Hedgehog Food

Hedgehogs are naturally insectivorous. In the wild, they will eagerly expand their diet to include pretty much anything that is edible. A proper diet should be designed for an insectivorous, which is high in protein and low in fat.


Insectivore/Hedgehog food
Some companies produce food specifically for insectivores (or even specifically for hedgehogs). This food is usually high in protein and low in fat.
Cat food
Some people believe that hedgehogs should be fed food specifically designed for insectivores. Others believe that cat food that is extremely low in fat is better. Low-fat cat food (usually designed for older cats) is commonly available from any store that sells pet food. The protein to fat ratio in the low-fat cat food is very similar to the protein to fat ratio in insectivore food.
Hedgehogs will commonly eat meat. As with all hedgehog food, a high protein/low fat meat is preferred. Popular meats are turkey and salmon.
Hedgehogs are lactose intolerant but, like cats, will eagerly lap up milk and eat cheese. Similar to humans, this causes stomach pains, gas, and diarrhea. A very small amount of dairy products is acceptable as a treat, but it is difficult to know when a little is too much until the hedgehog has eaten too much.
Live insects are a good way to let your hedgehog revert to the wild and hunt its prey. Ensure that the insects are farm-raised (usually available at a pet store). Insects used for bait or found in the wild often contain pesticides which can be harmful (and fatal) to the hedgehog.
Meal worms are a popular treat for hedgehogs, but should be limited as a treat. They are high in fat.
Many hedgehog owners have supplemented their hedgehog's diet with fruit. There is some concern that grapes (and raisins) may cause illness in hedgehogs. Melons have been noted as a popular treat. Keep in mind that fruit is high in sugar. After eating a lot of sugar, the hedgehog will need to burn off the extra energy.

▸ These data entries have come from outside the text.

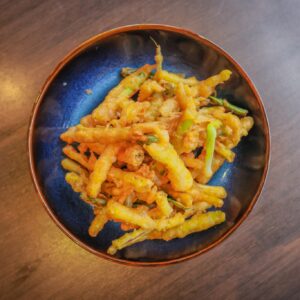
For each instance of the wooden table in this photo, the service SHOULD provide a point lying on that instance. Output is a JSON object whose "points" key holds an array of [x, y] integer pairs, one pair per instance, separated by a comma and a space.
{"points": [[261, 260]]}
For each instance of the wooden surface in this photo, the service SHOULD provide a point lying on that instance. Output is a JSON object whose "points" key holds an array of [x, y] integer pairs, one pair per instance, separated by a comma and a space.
{"points": [[261, 260]]}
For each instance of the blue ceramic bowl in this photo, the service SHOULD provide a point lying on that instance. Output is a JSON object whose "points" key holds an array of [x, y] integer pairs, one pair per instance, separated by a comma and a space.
{"points": [[95, 65]]}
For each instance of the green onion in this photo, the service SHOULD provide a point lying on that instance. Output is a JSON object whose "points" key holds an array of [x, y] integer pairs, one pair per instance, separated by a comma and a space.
{"points": [[231, 107], [126, 92], [216, 100], [211, 134], [185, 126], [176, 203]]}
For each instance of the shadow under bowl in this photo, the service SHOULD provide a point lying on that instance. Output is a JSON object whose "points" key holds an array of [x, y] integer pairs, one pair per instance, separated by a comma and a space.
{"points": [[82, 80]]}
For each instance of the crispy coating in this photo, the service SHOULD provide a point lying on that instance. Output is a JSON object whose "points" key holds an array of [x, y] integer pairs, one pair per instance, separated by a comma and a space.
{"points": [[144, 155]]}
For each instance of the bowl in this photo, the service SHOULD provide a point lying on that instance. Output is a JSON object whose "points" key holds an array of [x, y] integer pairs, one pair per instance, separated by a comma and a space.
{"points": [[80, 82]]}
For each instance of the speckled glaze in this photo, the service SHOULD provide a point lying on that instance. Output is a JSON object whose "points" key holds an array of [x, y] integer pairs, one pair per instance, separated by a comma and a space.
{"points": [[95, 65]]}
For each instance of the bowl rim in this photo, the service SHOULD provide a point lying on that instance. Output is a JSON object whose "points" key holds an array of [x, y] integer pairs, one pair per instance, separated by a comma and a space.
{"points": [[68, 58]]}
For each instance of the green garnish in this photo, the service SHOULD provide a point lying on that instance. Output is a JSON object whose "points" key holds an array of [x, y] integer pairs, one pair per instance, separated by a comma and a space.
{"points": [[211, 134], [126, 92], [231, 107], [151, 139]]}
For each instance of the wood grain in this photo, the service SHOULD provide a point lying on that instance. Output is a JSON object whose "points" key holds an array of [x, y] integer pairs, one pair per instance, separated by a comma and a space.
{"points": [[261, 260]]}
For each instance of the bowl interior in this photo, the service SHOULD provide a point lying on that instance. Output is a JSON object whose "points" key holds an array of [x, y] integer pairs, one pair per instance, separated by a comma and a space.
{"points": [[97, 68]]}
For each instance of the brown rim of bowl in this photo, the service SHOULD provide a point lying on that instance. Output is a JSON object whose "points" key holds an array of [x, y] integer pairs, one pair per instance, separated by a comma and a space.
{"points": [[100, 37]]}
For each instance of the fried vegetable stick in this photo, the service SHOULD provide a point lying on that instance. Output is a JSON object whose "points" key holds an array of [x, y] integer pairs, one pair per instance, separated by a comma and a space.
{"points": [[163, 204], [138, 182], [217, 191], [101, 169], [198, 222], [107, 110], [76, 181], [78, 157], [148, 88], [224, 151], [187, 104], [199, 195], [211, 134], [167, 223], [180, 177], [132, 155], [102, 135], [197, 208], [98, 223], [129, 215], [72, 166]]}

Hedgehogs drink a lot of water. Some will use a water bottle commonly used for hamsters or gerbils. Others prefer to drink from a water dish.

If your hedgehog is resistant to drinking, try placing an ice cube in the water (or on top of the water bottle). Many hedgehogs are attracted to the ice cube and learn that they can drink from the water near it. Once the hedgehog drinks properly, you can omit the ice cube.

Regardless of which form of water receptacle you choose, your hedgehog will require fresh water each day. You may also want to use filtered water. Hedgehogs have a strong sense of smell and may be turned off by strange odors in their water.